Park, ice skating and beach

20Jan2015

Da ich jetzt quasi sowas wie ferien habe, bin ich etwas faul :P
Jedenfalls was blogschreiben angeht.

Aber naja, hier mal ein bisschen Zusammenfassung:

Samstag
Aufgewacht, mein Handy gecheckt und gesehen, dass meine Hilfe benötigt wird (Supernatalie schreitet zur tat!). Also jemanden geholfen, seine Englisch Hausaufgaben zu erledigen und da mich in dem Moment auch Alexei angeschrieben hat, hab ich ihm das Bild der Aufgaben zukommen lassen und er hat die zweite Hälfte erledigt in der Zeit, die ich für die erste brauchte :P
Dann hat meine liebe Mutti beschlossen, mich zu facetimen und mich nicht in der besten Laune zurückgelassen, weil ich meinen Traum, den Grand Canyon zu sehen, gerade in Stücke verfallen sehe. Aber ja, ich weiß, dass das teuer ist und ich bin auch schon dankbar genug, hier zu sein.
Ich habe den ganzen Samstag nicht großartig was gemacht, bin mit Hannah zu einem Park spazieren gegangen und das wars eigentlich.
Habe ein bisschen durch tumblr gescrollt und es ist war was sie sagen: es frisst deine Seele und nimmt all deine Freizeit.

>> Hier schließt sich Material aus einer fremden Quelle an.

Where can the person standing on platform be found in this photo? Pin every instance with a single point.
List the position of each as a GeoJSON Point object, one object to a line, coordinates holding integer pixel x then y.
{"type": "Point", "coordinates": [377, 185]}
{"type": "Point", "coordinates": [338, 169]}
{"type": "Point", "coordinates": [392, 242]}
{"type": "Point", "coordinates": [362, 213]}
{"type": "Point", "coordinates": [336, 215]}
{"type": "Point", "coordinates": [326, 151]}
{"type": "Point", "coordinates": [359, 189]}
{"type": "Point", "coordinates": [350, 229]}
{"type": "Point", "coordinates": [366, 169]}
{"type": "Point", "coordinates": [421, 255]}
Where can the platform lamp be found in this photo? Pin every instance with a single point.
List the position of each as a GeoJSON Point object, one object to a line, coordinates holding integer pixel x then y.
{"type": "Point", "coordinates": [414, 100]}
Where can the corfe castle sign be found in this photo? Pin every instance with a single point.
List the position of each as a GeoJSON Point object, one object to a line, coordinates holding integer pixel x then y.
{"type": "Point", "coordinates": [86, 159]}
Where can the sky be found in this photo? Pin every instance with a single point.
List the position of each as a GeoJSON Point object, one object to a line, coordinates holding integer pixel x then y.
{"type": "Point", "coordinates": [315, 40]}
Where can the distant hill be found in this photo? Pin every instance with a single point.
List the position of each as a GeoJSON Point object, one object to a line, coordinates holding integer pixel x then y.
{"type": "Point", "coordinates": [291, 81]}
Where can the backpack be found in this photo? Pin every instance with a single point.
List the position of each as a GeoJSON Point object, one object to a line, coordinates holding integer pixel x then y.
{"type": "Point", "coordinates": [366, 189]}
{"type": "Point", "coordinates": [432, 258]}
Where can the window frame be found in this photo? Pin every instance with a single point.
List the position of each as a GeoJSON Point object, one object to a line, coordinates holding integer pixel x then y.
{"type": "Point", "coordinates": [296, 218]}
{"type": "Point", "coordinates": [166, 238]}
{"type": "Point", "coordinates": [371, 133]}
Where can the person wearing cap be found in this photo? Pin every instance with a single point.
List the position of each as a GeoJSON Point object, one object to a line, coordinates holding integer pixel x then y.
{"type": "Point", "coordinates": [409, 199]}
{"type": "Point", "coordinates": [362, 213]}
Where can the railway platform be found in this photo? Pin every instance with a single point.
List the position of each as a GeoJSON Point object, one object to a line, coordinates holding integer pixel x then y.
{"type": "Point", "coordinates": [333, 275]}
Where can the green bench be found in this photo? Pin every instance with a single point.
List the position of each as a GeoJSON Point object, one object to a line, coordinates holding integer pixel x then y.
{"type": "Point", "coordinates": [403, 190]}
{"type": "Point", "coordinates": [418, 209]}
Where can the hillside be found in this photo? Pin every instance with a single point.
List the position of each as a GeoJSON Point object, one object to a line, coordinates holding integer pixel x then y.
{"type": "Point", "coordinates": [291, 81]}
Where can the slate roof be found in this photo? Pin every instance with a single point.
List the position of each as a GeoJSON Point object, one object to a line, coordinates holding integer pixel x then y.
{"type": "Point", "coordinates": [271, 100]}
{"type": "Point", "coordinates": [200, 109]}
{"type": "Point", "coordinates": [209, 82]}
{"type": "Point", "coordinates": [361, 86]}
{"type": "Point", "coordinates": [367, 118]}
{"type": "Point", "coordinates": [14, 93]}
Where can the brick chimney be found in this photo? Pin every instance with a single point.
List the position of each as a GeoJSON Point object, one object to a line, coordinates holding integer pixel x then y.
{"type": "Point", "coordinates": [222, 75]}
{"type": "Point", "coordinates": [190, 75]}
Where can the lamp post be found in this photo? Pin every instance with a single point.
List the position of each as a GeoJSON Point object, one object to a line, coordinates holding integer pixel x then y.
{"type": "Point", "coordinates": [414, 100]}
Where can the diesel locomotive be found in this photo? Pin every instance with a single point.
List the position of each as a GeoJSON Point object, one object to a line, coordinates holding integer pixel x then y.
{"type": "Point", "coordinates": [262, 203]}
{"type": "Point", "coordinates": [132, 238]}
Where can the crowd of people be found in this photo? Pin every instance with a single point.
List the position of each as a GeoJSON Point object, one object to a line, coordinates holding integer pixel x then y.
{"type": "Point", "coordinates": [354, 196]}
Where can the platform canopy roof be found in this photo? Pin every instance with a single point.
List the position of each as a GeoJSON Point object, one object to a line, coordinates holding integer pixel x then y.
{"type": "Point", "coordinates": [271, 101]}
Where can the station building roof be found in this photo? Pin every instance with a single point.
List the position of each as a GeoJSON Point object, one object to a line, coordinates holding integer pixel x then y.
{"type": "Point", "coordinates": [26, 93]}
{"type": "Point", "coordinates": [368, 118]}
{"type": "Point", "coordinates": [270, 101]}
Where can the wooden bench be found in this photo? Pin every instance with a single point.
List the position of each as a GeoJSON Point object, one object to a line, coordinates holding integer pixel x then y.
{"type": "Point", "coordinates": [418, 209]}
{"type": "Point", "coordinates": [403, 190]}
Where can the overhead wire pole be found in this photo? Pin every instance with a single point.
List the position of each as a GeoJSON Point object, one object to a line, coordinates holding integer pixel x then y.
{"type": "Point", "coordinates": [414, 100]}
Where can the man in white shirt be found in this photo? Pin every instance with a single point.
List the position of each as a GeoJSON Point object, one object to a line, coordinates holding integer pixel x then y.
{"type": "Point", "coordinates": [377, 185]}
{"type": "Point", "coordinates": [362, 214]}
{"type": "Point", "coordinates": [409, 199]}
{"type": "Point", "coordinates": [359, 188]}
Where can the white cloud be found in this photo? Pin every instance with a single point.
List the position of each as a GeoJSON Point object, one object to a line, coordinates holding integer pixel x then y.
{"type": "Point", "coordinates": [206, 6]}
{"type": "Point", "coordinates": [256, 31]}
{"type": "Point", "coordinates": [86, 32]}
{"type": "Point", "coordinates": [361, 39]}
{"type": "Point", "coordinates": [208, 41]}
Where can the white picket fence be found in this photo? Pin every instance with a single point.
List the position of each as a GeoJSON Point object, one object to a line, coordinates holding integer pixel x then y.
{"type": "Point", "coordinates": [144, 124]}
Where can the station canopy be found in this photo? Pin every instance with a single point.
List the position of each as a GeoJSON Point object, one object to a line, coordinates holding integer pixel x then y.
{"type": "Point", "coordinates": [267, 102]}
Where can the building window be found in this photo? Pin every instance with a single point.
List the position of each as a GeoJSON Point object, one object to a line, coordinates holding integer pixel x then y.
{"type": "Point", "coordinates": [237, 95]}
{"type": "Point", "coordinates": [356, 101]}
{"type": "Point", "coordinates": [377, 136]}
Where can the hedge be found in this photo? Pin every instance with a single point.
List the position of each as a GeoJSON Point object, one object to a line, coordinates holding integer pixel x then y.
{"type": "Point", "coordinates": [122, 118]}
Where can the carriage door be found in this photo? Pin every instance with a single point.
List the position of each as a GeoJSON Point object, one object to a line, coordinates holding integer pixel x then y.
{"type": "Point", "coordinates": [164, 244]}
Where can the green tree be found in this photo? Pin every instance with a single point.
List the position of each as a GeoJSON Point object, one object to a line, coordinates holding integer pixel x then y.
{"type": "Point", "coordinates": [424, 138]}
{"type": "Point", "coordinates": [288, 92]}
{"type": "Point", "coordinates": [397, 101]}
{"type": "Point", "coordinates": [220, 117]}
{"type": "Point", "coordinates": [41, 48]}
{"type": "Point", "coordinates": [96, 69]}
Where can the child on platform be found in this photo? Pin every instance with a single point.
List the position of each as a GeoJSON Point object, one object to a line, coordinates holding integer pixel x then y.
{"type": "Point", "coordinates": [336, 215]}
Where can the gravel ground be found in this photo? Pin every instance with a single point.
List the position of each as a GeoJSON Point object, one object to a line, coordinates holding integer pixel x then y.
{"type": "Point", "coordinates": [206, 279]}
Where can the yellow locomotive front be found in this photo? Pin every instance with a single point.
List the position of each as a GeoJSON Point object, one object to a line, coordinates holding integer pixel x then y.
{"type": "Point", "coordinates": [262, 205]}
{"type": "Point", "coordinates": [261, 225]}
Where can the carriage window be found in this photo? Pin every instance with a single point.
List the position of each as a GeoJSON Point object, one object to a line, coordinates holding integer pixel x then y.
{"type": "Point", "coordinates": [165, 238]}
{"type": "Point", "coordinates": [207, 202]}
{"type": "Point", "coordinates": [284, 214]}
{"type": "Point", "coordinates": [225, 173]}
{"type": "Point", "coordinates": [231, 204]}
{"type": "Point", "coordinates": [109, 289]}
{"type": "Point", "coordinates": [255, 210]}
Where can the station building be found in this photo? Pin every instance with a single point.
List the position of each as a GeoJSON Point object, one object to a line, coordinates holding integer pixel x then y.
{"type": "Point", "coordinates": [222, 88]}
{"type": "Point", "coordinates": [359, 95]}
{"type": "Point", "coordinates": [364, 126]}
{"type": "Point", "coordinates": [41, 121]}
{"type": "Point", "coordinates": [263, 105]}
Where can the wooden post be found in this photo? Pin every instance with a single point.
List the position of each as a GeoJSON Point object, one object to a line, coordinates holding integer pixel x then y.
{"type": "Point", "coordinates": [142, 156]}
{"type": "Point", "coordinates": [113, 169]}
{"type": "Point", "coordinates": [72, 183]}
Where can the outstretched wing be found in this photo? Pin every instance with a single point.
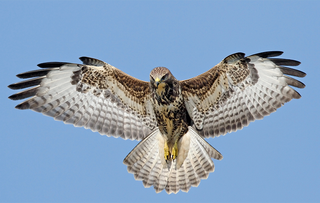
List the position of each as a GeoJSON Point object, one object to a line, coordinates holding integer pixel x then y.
{"type": "Point", "coordinates": [94, 95]}
{"type": "Point", "coordinates": [239, 90]}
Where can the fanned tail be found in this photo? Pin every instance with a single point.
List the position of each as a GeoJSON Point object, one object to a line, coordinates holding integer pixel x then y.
{"type": "Point", "coordinates": [146, 162]}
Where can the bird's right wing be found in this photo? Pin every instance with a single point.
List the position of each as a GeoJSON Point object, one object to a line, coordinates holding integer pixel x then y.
{"type": "Point", "coordinates": [94, 95]}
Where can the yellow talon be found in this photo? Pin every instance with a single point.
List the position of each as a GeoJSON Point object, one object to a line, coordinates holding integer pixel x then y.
{"type": "Point", "coordinates": [174, 153]}
{"type": "Point", "coordinates": [166, 151]}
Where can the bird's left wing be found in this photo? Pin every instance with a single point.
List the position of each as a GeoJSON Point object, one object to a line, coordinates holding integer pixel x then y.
{"type": "Point", "coordinates": [239, 90]}
{"type": "Point", "coordinates": [94, 95]}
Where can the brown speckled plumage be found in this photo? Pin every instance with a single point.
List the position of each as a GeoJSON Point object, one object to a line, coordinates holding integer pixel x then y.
{"type": "Point", "coordinates": [170, 116]}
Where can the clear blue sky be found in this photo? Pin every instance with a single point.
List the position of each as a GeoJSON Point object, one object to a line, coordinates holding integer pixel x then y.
{"type": "Point", "coordinates": [273, 160]}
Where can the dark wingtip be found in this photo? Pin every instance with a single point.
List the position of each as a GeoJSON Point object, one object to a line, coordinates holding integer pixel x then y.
{"type": "Point", "coordinates": [267, 54]}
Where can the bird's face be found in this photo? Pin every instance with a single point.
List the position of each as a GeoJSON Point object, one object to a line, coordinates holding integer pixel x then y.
{"type": "Point", "coordinates": [159, 77]}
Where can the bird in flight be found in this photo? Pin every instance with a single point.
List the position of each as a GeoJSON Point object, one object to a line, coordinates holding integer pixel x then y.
{"type": "Point", "coordinates": [171, 117]}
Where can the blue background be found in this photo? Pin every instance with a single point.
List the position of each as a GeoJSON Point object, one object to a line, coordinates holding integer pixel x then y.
{"type": "Point", "coordinates": [273, 160]}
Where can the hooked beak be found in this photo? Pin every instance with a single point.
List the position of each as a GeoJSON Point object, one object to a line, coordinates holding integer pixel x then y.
{"type": "Point", "coordinates": [158, 81]}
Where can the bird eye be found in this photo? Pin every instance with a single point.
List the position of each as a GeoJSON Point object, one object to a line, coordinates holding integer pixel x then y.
{"type": "Point", "coordinates": [164, 77]}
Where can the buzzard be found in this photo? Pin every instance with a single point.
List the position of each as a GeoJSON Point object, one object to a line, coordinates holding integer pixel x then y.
{"type": "Point", "coordinates": [171, 117]}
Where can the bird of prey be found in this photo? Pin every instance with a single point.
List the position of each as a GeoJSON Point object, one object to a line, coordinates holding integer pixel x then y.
{"type": "Point", "coordinates": [171, 117]}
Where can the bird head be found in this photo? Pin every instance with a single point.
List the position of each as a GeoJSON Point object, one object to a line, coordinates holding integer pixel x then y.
{"type": "Point", "coordinates": [160, 76]}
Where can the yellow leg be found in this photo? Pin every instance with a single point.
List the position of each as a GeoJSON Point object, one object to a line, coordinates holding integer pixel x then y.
{"type": "Point", "coordinates": [166, 151]}
{"type": "Point", "coordinates": [174, 153]}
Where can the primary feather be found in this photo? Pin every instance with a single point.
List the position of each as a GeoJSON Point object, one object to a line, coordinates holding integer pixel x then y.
{"type": "Point", "coordinates": [171, 117]}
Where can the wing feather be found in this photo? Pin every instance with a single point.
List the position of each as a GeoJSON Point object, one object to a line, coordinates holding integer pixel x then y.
{"type": "Point", "coordinates": [240, 90]}
{"type": "Point", "coordinates": [94, 95]}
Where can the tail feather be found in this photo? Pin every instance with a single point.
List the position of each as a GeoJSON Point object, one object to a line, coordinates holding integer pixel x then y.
{"type": "Point", "coordinates": [146, 162]}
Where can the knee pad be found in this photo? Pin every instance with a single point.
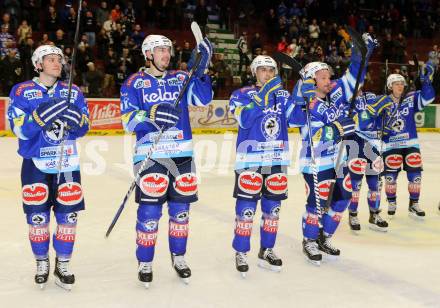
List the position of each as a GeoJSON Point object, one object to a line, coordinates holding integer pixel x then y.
{"type": "Point", "coordinates": [340, 206]}
{"type": "Point", "coordinates": [271, 215]}
{"type": "Point", "coordinates": [414, 183]}
{"type": "Point", "coordinates": [179, 219]}
{"type": "Point", "coordinates": [391, 183]}
{"type": "Point", "coordinates": [39, 233]}
{"type": "Point", "coordinates": [147, 224]}
{"type": "Point", "coordinates": [245, 211]}
{"type": "Point", "coordinates": [64, 237]}
{"type": "Point", "coordinates": [66, 229]}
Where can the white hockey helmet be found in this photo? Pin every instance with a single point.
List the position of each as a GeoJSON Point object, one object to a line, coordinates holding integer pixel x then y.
{"type": "Point", "coordinates": [44, 50]}
{"type": "Point", "coordinates": [152, 41]}
{"type": "Point", "coordinates": [263, 61]}
{"type": "Point", "coordinates": [309, 71]}
{"type": "Point", "coordinates": [392, 78]}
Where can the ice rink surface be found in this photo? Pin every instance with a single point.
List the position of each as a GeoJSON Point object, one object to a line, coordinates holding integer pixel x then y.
{"type": "Point", "coordinates": [399, 268]}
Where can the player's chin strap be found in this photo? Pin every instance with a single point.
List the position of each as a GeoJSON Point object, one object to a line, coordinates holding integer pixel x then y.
{"type": "Point", "coordinates": [154, 64]}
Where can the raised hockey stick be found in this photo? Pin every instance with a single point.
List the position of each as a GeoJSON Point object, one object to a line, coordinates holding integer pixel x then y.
{"type": "Point", "coordinates": [296, 66]}
{"type": "Point", "coordinates": [359, 44]}
{"type": "Point", "coordinates": [69, 92]}
{"type": "Point", "coordinates": [382, 129]}
{"type": "Point", "coordinates": [153, 147]}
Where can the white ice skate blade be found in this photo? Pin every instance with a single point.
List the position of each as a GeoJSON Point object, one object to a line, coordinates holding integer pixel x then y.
{"type": "Point", "coordinates": [313, 262]}
{"type": "Point", "coordinates": [415, 217]}
{"type": "Point", "coordinates": [377, 228]}
{"type": "Point", "coordinates": [185, 280]}
{"type": "Point", "coordinates": [264, 264]}
{"type": "Point", "coordinates": [65, 286]}
{"type": "Point", "coordinates": [355, 232]}
{"type": "Point", "coordinates": [328, 257]}
{"type": "Point", "coordinates": [42, 285]}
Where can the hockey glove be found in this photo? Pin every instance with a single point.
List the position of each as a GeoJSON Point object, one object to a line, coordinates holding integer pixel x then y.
{"type": "Point", "coordinates": [205, 48]}
{"type": "Point", "coordinates": [345, 127]}
{"type": "Point", "coordinates": [308, 89]}
{"type": "Point", "coordinates": [74, 118]}
{"type": "Point", "coordinates": [47, 112]}
{"type": "Point", "coordinates": [270, 87]}
{"type": "Point", "coordinates": [427, 73]}
{"type": "Point", "coordinates": [370, 41]}
{"type": "Point", "coordinates": [164, 115]}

Sonntag bin ich überraschend (für mich selbst) früh aufgewacht, halb 10 rum. Naja, irgendwelche Leute haben in unserem Garten Lärm gemacht, was zur Termitenabwehr dient. Nicht der Lärm- die Chemikalien, die sie auf/in die Wiese gesprüht haben, der ganze Prozess ist nur laut.
Natürlich habe ich die morgendliche Zeit nicht genutzt (Mutti ich verstehe dein Statement nicht, dass man nichts vom Tag hat, wenn man bis um 12 schläft :P) und um 1 hat mich Alexei abgeholt und wir sind zum Eislaufen gefahren. Interessanterweise haben wir dort auch ein paar seiner Freunde getroffen.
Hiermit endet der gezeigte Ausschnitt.